The annual pantomime of GERS is plastered all over the BBC, as the figures demonstrate the supposed penury of Scotland, which is precisely what they’re designed to do, whereas a report from the Fraser of Allander Institute which showed that Scotland is a net exporter of billions of pounds of wealth annually wasn’t mentioned at all.

Any minor Spanish politician who was willing to suggest that Spain might veto Scottish membership of the EU popped up on the BBC, but when the Spanish foreign minister himself said that Spain would do no such thing there was silence. There is no shortage of examples of the BBC’s indy bias. What really gets the goat of independence supporters is that we are expected, via the licence fee, to pay for this pro-British propaganda.

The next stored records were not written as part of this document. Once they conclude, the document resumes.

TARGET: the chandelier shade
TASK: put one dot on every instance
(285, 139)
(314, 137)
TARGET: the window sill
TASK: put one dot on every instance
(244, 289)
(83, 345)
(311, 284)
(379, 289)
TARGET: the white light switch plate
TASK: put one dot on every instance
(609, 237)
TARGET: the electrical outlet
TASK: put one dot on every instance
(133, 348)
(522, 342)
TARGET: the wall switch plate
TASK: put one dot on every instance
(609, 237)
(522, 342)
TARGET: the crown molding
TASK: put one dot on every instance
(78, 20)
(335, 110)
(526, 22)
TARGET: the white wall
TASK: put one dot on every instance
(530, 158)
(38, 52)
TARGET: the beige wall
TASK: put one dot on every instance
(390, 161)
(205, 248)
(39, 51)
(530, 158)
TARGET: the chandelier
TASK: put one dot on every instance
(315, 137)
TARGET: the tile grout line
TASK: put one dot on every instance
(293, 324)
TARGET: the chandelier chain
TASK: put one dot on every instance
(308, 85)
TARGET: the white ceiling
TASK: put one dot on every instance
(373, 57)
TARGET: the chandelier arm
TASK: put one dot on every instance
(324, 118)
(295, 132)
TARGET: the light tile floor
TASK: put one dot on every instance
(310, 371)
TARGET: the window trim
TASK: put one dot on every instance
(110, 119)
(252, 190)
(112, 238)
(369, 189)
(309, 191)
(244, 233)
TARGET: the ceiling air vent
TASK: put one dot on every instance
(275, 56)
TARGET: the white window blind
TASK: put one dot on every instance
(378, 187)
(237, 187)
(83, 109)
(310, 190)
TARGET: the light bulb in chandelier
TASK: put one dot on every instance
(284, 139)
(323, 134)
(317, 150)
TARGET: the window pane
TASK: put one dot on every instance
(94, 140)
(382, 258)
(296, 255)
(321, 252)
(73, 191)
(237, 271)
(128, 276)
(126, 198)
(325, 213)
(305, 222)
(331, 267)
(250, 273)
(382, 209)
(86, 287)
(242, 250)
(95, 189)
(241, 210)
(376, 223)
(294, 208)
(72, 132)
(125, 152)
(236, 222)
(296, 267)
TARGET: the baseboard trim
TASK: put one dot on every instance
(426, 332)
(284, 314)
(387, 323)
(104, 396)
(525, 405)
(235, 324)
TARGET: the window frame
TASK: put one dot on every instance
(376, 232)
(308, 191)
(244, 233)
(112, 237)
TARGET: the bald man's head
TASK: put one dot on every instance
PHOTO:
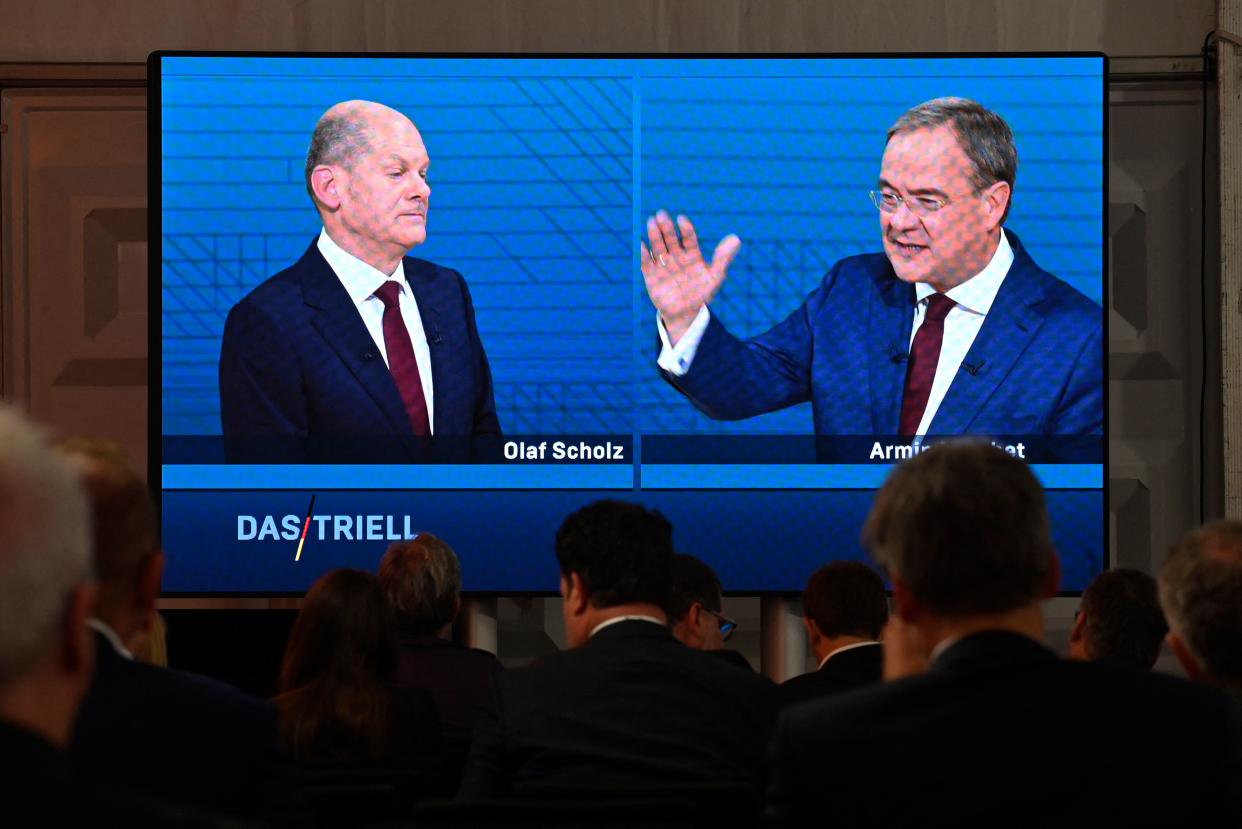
(367, 173)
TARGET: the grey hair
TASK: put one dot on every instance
(422, 579)
(984, 137)
(337, 139)
(45, 542)
(1201, 594)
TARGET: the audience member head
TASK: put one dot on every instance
(46, 589)
(1201, 593)
(422, 579)
(338, 666)
(615, 558)
(843, 603)
(694, 608)
(1119, 620)
(128, 561)
(964, 533)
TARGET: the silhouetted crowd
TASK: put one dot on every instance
(939, 705)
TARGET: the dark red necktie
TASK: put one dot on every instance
(401, 362)
(924, 356)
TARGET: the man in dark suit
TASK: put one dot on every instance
(627, 705)
(1201, 592)
(46, 651)
(1119, 620)
(951, 329)
(694, 610)
(176, 736)
(422, 579)
(989, 727)
(845, 609)
(357, 349)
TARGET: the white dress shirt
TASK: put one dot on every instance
(974, 298)
(362, 281)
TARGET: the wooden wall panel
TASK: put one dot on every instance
(75, 261)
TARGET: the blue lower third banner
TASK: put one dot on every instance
(251, 542)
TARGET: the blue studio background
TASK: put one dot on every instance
(543, 173)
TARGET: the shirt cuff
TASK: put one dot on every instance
(676, 359)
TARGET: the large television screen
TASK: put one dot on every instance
(470, 295)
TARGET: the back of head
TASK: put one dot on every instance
(338, 666)
(846, 599)
(965, 528)
(693, 581)
(1201, 593)
(622, 552)
(1124, 624)
(45, 548)
(124, 521)
(422, 579)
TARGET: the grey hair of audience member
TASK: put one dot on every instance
(422, 579)
(45, 543)
(1201, 593)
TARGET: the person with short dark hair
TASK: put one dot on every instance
(696, 610)
(175, 736)
(845, 610)
(422, 579)
(339, 699)
(1201, 593)
(1119, 620)
(965, 537)
(627, 705)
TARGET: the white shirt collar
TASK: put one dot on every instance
(619, 619)
(979, 291)
(845, 648)
(109, 634)
(360, 280)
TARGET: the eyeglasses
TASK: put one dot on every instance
(727, 624)
(922, 205)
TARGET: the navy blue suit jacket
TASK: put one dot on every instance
(301, 377)
(1036, 367)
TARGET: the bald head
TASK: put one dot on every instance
(345, 132)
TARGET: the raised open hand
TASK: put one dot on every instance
(678, 280)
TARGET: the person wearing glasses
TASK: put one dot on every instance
(694, 613)
(951, 329)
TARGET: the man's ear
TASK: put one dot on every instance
(995, 201)
(77, 641)
(326, 185)
(148, 590)
(1190, 663)
(576, 597)
(906, 607)
(812, 630)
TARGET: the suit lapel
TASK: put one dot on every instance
(888, 331)
(419, 276)
(1011, 325)
(337, 321)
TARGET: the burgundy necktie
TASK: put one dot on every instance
(924, 356)
(401, 362)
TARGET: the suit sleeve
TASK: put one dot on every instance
(1081, 409)
(485, 423)
(487, 767)
(733, 379)
(260, 387)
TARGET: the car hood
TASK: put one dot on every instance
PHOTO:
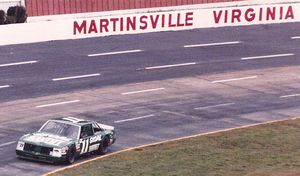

The overwhelmingly British nationalist Scottish media regards protesting about this as the greatest imaginable sin. How very dare nasty unwashed independence supporters call into question the saintlike impartiality of journalists who are only doing their jobs. How dare they intimidate reporters with placards. It’s a democratic outrage which only goes to show that an independent Scotland isn’t grown up enough for proper democracy, allegedly. Nicola Sturgeon must condemn.

The National:

Strangely, however, that response didn’t appear in reaction to the protest outside Pacific Quay just before Christmas. Last week’s BBC bias demonstration failed to attract the fulminatory condemnation of outraged Scottish journalists in the pages of your favourite anti-independence daily. There was a distinct shortage of spittle-flecked denunciation of a small number of demonstrators whose actions supposedly only demonstrated that their entire movement is disreputable. No-one in the Scottish press seemed that bothered about a supposed attack on the freedom of expression of honest journalists honestly journalising. There wasn’t even so much as an “Och whit are they like? Eh?”

The reason of course is that the BBC bias demonstration just before Christmas wasn’t held by independence supporters. It was a demonstration to highlight the corporation’s handling of the climate change issue, and how it still persists in giving a platform to climate change deniers in the name of so-called balance.

It’s arguable how successful the climate change activists were in shining the renewable energy powered spotlight on bias in the BBC’s coverage of climate change. But their demonstration, or rather the Scottish media’s reaction to it, did most certainly succeed in highlighting the abiding double standards of the Scottish press when it comes to the independence movement. We’ve learned that the Scottish print media doesn’t really have much of an issue about the supposed intimidation of journalists when the public protests against BBC bias, just as long as it’s not to protest against the same anti-independence bias that skews the Scottish print media. Their hypocrisy has not gone unnoticed.

I’ve said it before but it bears repeating. If Scotland had a media which was truly representative, a media which held up a mirror to the real Scotland which actually exists, a media which didn’t see its job as being to prop up the British state, we’d be independent already.